Novell Open Enterprise Server 11 (OES 11)
Novell Open Enterprise Server 2015 (OES 2015)
OES's "Novell FTP" has been installed, and the "remote_server" feature has been added to allow FTP users to reach other OES NCP servers in the tree during their FTP session. An FTP client has connected to the FTP server (ServerA) and is accessing a remote server (ServerB). Between ServerA and ServerB is a slow WAN link.
Attempts to transfer files from ServerB to the client might fail. In some cases, the client or server might announce the operation has timed out. The FTP server might also announce that it could not form a connection back to the client's port.

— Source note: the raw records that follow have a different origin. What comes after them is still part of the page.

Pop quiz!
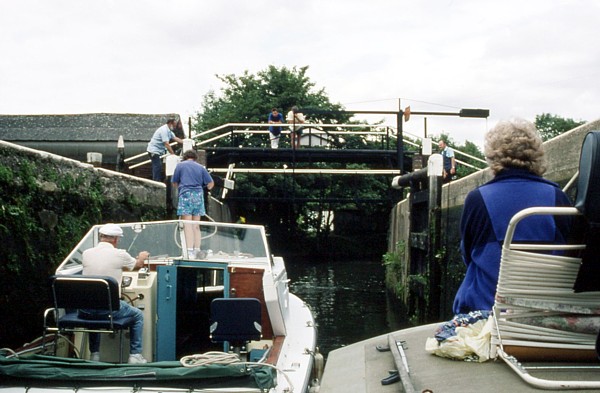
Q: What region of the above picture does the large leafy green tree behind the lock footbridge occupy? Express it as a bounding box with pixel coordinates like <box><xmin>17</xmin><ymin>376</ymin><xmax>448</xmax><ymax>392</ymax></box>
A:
<box><xmin>193</xmin><ymin>66</ymin><xmax>398</xmax><ymax>251</ymax></box>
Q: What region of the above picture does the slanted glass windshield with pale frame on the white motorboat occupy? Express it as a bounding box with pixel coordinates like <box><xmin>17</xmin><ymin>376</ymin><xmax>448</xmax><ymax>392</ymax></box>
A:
<box><xmin>56</xmin><ymin>220</ymin><xmax>270</xmax><ymax>274</ymax></box>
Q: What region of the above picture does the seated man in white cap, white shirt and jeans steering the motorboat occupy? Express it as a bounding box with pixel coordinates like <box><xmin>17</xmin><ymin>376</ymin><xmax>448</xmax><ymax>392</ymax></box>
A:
<box><xmin>82</xmin><ymin>224</ymin><xmax>150</xmax><ymax>363</ymax></box>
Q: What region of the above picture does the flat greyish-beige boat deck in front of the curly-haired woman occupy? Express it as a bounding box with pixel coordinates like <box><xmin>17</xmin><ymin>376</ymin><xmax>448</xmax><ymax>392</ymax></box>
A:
<box><xmin>319</xmin><ymin>324</ymin><xmax>600</xmax><ymax>393</ymax></box>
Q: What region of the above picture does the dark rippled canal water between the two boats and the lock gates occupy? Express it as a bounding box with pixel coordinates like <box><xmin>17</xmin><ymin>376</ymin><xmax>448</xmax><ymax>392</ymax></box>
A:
<box><xmin>285</xmin><ymin>257</ymin><xmax>410</xmax><ymax>356</ymax></box>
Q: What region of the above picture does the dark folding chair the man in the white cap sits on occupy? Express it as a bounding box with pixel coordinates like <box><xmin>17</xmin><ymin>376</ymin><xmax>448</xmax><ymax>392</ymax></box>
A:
<box><xmin>42</xmin><ymin>275</ymin><xmax>135</xmax><ymax>363</ymax></box>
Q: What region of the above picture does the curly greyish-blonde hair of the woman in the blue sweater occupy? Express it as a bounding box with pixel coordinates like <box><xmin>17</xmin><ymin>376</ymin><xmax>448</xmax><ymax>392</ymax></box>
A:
<box><xmin>484</xmin><ymin>119</ymin><xmax>546</xmax><ymax>176</ymax></box>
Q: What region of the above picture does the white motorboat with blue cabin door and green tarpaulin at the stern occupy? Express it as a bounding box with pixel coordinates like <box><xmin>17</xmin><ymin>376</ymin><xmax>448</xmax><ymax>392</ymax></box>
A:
<box><xmin>0</xmin><ymin>220</ymin><xmax>322</xmax><ymax>393</ymax></box>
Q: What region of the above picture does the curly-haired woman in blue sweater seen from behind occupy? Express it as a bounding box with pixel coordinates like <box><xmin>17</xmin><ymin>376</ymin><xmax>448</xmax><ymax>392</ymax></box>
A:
<box><xmin>453</xmin><ymin>119</ymin><xmax>571</xmax><ymax>314</ymax></box>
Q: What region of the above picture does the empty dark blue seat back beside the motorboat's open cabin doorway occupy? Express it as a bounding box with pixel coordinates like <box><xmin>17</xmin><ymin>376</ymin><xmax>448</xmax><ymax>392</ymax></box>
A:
<box><xmin>210</xmin><ymin>298</ymin><xmax>262</xmax><ymax>346</ymax></box>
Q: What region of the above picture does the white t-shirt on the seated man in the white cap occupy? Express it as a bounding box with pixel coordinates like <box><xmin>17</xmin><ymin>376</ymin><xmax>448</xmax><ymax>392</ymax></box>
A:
<box><xmin>82</xmin><ymin>242</ymin><xmax>136</xmax><ymax>288</ymax></box>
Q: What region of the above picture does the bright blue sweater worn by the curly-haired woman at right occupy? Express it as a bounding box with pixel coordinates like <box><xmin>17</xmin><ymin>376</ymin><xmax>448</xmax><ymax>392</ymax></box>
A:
<box><xmin>453</xmin><ymin>168</ymin><xmax>571</xmax><ymax>314</ymax></box>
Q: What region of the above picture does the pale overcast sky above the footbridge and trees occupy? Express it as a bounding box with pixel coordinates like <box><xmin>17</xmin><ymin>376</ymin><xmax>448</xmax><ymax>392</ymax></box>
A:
<box><xmin>0</xmin><ymin>0</ymin><xmax>600</xmax><ymax>146</ymax></box>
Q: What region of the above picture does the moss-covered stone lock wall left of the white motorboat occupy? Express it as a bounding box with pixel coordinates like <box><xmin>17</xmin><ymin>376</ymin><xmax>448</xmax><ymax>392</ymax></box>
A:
<box><xmin>0</xmin><ymin>146</ymin><xmax>165</xmax><ymax>348</ymax></box>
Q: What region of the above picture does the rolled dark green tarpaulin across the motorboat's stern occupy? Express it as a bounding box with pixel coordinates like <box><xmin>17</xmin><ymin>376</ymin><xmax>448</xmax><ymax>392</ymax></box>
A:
<box><xmin>0</xmin><ymin>355</ymin><xmax>277</xmax><ymax>389</ymax></box>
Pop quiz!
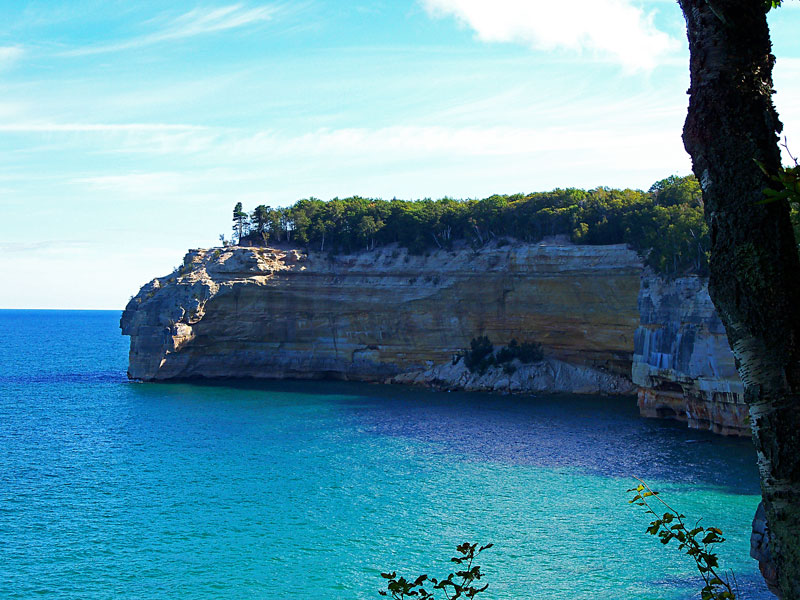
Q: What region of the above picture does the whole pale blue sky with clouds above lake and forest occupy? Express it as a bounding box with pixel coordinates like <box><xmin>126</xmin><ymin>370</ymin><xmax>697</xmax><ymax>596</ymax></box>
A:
<box><xmin>0</xmin><ymin>0</ymin><xmax>800</xmax><ymax>309</ymax></box>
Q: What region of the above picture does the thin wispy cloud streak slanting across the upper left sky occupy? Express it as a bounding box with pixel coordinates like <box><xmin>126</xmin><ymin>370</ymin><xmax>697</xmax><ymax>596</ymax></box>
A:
<box><xmin>63</xmin><ymin>4</ymin><xmax>281</xmax><ymax>56</ymax></box>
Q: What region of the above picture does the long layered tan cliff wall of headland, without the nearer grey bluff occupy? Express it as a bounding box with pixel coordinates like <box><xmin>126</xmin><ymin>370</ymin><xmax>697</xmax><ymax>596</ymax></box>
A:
<box><xmin>121</xmin><ymin>241</ymin><xmax>642</xmax><ymax>392</ymax></box>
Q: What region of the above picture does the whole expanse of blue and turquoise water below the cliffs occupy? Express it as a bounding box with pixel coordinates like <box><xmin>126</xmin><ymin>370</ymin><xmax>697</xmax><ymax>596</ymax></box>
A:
<box><xmin>0</xmin><ymin>311</ymin><xmax>770</xmax><ymax>600</ymax></box>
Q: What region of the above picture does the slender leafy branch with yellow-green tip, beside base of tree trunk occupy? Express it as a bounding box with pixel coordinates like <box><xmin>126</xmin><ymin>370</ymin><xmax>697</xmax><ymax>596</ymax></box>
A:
<box><xmin>628</xmin><ymin>477</ymin><xmax>736</xmax><ymax>600</ymax></box>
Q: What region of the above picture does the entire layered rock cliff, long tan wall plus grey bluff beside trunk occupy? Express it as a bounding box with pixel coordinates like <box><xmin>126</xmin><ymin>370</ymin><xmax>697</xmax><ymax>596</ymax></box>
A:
<box><xmin>121</xmin><ymin>238</ymin><xmax>746</xmax><ymax>433</ymax></box>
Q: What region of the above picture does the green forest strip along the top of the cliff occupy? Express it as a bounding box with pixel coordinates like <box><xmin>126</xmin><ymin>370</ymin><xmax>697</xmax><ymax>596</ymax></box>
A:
<box><xmin>233</xmin><ymin>175</ymin><xmax>764</xmax><ymax>274</ymax></box>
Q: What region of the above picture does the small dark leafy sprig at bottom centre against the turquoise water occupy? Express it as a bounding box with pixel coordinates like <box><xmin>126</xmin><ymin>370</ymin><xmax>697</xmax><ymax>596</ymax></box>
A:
<box><xmin>378</xmin><ymin>542</ymin><xmax>493</xmax><ymax>600</ymax></box>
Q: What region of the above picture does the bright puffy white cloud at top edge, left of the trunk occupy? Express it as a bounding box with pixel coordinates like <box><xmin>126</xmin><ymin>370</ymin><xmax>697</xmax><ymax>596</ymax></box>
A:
<box><xmin>420</xmin><ymin>0</ymin><xmax>678</xmax><ymax>70</ymax></box>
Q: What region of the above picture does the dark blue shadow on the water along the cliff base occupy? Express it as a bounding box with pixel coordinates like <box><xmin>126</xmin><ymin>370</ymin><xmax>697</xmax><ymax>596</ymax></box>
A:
<box><xmin>153</xmin><ymin>380</ymin><xmax>760</xmax><ymax>495</ymax></box>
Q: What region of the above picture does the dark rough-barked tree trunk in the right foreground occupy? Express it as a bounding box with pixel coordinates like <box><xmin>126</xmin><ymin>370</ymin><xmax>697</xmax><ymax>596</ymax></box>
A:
<box><xmin>679</xmin><ymin>0</ymin><xmax>800</xmax><ymax>599</ymax></box>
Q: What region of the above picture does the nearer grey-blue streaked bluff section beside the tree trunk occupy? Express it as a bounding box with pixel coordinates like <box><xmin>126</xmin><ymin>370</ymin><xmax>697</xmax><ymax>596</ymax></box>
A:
<box><xmin>632</xmin><ymin>272</ymin><xmax>750</xmax><ymax>435</ymax></box>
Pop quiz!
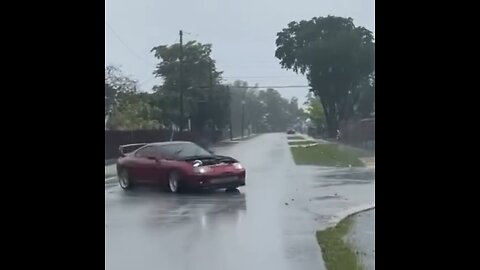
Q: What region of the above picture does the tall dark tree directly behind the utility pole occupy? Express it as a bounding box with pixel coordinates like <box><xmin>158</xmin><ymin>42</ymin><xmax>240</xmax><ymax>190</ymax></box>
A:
<box><xmin>151</xmin><ymin>41</ymin><xmax>229</xmax><ymax>130</ymax></box>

For example:
425 Could not open data connection to port 63877: Connection timed out
In theory, this might also happen while trying to obtain a long directory listing.
The easiest solution is usually to configure the FTP client is use passive data transfers, rather than active.
Other likely solutions include:
- Identifying any firewall protecting the FTP client side, and (if possible) configuring it to allow ports opened by Stateful Packet Inspection to remain open longer, before timing out and closing the port.
- Increasing the speed of the WAN link.
- Attempting the transfer when the WAN link is less busy.
- Altering the layout of FTP servers such that the FTP client can connect to an FTP server which is on the same LAN as ServerB. Having a slow link between FTP client and FTP server will cause less problems than a slow link between FTP Server and remote OES NCP server.
Many FTP clients use "active" data connection by default, which means that the client will announce a dynamically chosen port on which it will listen, and then the server must connection to the client in order to transfer data. When asked to provide a file to the client, pure-ftpd (used by Novell FTP) will typically read some of that file before it opens the connection back to the client. If conditions are slow enough or congested enough, it is possible that by the time pure-ftpd attempts to open that connection, the client port may no longer be listening, or a firewall in between (using Stateful Packet Inspection to dynamically open ports for FTP data transfers) may no longer be allowing traffic on the port to pass.
Passive data connections will avoid this particular problem, because they work in the opposite (and more expected) direction. The FTP server (ServerA) will announce a port of its own where it is listening, and the client will connect to it. This avoids the delay period between ServerA reading some of the file from ServerB, and subsequently opening the connection. With passive connections, the client does not wait any significant time before it opens the connection.